I Had Early Access to Manus. Here's My Honest Six-Category Test.
Before the hype, before the waitlist — what the first general AI agent actually does
Before Manus went viral, before the waitlist, I'd already talked with their product team. I was among the first users globally to get access during the internal beta — and I wanted to test it properly, not just run one impressive demo and screenshot it.
What I didn't expect was how hard it is to come up with tasks for something you've never used. When there's no prior art, no user gallery, no benchmarks — you have to design the tests from scratch. It ended up feeling like building a benchmark on the fly: six categories, genuine use cases, honest results. Marked with ❗️ are things I think the Manus team should address.
Here's what actually happened.
1. Data Modelling
CompletedI gave it a math modelling competition problem — one I'd spent two full days on the week before: predict Hong Kong's tourist arrivals for 2026–2030, build a resource allocation model, cite your sources, state your assumptions.
Data collection alone took me half a day. Manus did it in 20 minutes. It found all the relevant datasets, built the regression model, generated charts, and organised everything into a structured output. I went out for lunch, came back, and it had continued on its own.

2. Real-World Action
CompletedI asked it to open Xiaohongshu, write a post calling out misinformation accounts, and take screenshots of the conversation. When it hit the QR code login screen, it asked me to scan — I did, then manually entered the SMS code. After that, it navigated to the post editor, generated copy, and published.

3. Gaming
PartialFirst prompt: install Minecraft and beat the Ender Dragon. Immediate hard limit — the sandbox is headless, no graphics interface, so graphical games are out. Fair enough.
Second prompt: go play Go on an online board game site. It found one, tried to place a stone, couldn't interact with the board properly, blamed the sandboxed browser. Third prompt: try an HTML game. This time it worked — it found a puzzle game called Rope Rescue, explained the mechanics, and completed the first level.

4. Creative Tool Use
PartialI asked it to make a video introducing Manus. It wrote a solid script, asked whether I wanted narration, AI voice, or subtitles. I said AI voice. Then it hit a wall: TTSMaker returned errors, MyEdit required login, a CAPTCHA blocked the next attempt (it recognised 3 out of 4 characters — close), then Cloudflare blocked the reload. I stepped in and told it to just use subtitles.
It pivoted to FFmpeg + ImageMagick, built scenes from scratch, burned in an SRT subtitle track, and exported a working video to a public URL.

5. Shopping
PartialI needed a cheap black full-length robe for an English drama performance. Manus searched Taobao and a few other platforms, built a comparison table with prices, and recommended a seller with a product image. Taobao triggered a CAPTCHA mid-session that it couldn't bypass, so it moved on.

6. Technical Development
PartialI pushed further and asked it to build an LLM inference engine from scratch — design the architecture, install dependencies, implement the core pipeline. It correctly identified the framework stack (PyTorch, TensorRT, ONNX, Hugging Face Transformers) and started setting up the environment. Then a pip install torch was killed mid-run due to sandbox memory limits.

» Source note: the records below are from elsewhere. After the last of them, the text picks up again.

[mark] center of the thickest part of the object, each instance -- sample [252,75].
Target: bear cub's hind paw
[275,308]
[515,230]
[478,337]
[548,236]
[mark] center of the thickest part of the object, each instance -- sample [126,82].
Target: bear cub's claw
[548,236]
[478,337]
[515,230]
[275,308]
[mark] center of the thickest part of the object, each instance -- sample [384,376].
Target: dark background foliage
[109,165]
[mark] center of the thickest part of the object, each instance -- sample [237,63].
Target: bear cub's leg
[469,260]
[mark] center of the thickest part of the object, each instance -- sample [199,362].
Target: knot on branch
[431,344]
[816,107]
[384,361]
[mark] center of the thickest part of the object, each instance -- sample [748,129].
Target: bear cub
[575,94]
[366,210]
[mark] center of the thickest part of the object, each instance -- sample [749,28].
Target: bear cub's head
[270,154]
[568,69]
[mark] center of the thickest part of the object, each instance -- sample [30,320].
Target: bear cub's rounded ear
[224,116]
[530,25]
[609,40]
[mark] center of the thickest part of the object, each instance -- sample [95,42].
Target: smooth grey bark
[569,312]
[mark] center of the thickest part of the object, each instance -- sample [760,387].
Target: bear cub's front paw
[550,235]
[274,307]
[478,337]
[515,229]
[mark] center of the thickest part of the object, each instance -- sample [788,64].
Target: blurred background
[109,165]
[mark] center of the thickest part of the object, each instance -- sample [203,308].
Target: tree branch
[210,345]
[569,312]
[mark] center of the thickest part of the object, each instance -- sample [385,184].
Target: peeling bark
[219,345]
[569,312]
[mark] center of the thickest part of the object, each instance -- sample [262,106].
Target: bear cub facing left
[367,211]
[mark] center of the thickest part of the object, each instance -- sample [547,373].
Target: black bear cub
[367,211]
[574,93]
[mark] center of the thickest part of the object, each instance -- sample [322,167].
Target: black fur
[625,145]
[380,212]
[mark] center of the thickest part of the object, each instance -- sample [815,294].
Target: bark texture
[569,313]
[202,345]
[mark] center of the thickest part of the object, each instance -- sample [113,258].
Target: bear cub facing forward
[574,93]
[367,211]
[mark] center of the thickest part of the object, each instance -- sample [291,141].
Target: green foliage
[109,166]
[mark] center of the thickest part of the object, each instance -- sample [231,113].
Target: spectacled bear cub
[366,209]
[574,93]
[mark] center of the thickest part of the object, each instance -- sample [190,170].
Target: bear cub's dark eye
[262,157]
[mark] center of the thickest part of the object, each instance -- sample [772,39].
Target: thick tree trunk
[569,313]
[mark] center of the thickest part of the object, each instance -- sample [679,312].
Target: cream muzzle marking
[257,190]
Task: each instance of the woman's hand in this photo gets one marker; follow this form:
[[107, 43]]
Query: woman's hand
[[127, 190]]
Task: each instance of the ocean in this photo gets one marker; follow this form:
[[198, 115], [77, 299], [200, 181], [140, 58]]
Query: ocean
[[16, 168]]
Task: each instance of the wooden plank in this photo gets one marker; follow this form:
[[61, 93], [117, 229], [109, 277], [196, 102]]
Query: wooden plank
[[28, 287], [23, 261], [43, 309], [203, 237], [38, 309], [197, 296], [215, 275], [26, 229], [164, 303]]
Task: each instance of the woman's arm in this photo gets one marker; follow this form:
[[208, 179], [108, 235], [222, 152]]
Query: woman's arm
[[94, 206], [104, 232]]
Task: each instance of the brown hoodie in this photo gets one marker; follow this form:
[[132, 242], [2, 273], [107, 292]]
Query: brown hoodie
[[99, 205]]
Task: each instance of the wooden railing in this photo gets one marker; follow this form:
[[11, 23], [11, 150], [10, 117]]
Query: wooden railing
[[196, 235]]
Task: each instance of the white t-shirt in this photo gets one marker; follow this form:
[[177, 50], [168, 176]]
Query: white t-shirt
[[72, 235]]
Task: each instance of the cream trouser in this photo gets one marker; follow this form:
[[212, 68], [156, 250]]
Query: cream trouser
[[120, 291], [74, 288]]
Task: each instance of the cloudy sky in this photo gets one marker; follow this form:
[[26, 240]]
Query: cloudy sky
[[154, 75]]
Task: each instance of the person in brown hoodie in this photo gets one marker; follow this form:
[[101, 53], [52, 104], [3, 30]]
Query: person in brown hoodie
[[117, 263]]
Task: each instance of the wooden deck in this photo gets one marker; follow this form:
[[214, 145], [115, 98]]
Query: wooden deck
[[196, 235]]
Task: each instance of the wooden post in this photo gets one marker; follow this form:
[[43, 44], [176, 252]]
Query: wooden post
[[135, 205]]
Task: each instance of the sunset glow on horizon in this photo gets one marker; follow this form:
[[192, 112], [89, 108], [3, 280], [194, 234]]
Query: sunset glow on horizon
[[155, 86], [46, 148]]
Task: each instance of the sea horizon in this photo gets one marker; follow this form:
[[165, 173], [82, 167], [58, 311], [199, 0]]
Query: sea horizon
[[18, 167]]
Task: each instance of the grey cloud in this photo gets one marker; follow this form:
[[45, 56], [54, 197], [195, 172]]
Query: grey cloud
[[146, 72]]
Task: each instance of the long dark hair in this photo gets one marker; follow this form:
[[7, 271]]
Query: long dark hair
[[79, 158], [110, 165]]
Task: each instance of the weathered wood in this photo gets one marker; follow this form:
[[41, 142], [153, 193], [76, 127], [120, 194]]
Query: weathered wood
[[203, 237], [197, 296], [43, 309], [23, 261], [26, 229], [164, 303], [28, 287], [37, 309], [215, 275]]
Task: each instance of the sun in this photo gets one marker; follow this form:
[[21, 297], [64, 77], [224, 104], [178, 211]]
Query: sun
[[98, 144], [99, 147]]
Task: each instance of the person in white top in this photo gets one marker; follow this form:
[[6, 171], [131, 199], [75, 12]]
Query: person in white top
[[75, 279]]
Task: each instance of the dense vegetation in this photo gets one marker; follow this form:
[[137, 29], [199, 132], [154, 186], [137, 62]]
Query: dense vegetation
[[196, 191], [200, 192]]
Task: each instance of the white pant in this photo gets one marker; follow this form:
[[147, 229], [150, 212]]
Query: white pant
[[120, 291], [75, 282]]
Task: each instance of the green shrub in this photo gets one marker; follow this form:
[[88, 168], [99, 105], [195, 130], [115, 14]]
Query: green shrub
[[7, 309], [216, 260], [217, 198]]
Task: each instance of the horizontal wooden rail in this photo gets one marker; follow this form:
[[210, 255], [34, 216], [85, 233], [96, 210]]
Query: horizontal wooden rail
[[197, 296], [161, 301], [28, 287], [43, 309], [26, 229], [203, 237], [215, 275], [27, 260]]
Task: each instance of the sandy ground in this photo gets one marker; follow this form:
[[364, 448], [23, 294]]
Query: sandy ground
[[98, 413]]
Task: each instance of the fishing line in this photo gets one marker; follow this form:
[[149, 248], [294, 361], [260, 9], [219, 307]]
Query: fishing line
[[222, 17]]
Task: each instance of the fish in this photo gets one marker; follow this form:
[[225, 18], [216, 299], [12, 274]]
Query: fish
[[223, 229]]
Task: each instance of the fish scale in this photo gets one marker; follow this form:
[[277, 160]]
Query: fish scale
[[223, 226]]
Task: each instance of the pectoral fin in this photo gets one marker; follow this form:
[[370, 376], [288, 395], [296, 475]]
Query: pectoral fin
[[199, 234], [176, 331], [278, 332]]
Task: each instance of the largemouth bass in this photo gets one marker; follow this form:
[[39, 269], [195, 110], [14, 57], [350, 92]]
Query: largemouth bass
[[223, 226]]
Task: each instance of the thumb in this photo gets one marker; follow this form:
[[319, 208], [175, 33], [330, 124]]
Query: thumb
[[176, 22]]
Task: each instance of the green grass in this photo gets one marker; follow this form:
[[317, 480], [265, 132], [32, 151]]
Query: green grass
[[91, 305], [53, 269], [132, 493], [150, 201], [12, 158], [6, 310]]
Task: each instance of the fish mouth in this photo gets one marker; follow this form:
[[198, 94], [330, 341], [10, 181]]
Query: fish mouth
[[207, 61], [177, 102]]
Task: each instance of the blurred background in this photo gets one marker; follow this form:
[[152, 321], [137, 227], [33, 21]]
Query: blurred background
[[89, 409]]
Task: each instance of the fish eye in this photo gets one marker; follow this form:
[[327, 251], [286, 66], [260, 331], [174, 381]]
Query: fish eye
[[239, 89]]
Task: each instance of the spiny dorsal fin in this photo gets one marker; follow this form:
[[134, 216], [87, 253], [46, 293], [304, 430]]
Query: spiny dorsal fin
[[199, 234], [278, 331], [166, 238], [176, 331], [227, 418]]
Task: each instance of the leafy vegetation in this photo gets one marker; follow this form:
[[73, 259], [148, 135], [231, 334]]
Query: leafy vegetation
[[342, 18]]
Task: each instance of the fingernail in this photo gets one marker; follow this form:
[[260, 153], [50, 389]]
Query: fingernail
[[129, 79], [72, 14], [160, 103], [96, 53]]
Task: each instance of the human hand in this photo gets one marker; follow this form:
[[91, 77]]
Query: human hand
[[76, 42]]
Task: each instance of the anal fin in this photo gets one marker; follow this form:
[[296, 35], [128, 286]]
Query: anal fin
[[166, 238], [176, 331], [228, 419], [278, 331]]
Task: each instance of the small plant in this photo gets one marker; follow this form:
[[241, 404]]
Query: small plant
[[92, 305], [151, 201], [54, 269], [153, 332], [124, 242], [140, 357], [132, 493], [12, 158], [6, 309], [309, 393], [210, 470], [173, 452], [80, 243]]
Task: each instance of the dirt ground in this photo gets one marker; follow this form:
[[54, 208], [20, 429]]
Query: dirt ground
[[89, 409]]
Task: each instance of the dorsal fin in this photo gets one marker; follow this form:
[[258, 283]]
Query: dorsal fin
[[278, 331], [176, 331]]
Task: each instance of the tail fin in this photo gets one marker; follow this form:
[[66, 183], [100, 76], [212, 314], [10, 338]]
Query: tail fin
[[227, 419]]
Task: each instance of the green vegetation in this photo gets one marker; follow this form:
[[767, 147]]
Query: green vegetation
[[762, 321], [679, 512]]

It adapted: trimmed the requirements, tried a lighter install, kept going. The architecture design and scaffolding were solid. The sandbox ceiling, not the agent's reasoning, was the real constraint here.
What I Actually Think
The data modelling result alone would have taken it seriously. Twenty minutes versus two days isn't a productivity gain — it's a category shift.
But the failure pattern is consistent across every category: Manus is excellent at planning, searching, and executing individual steps. It struggles at the boundaries — CAPTCHAs, context limits, UI ambiguity, broken links. These aren't fundamental capability gaps; they're engineering problems. And most of them are fixable.
The thing that surprised me most wasn't any single result. It was designing the tests. Without a user gallery, without prior benchmarks, coming up with tasks for something genuinely new is hard. You end up probing the edges blind. That's not a criticism — it's just what it feels like to be early. The space between "what can this do?" and "what should I ask it to do?" is larger than you'd expect.
I'm looking forward to what the context window looks like in six months.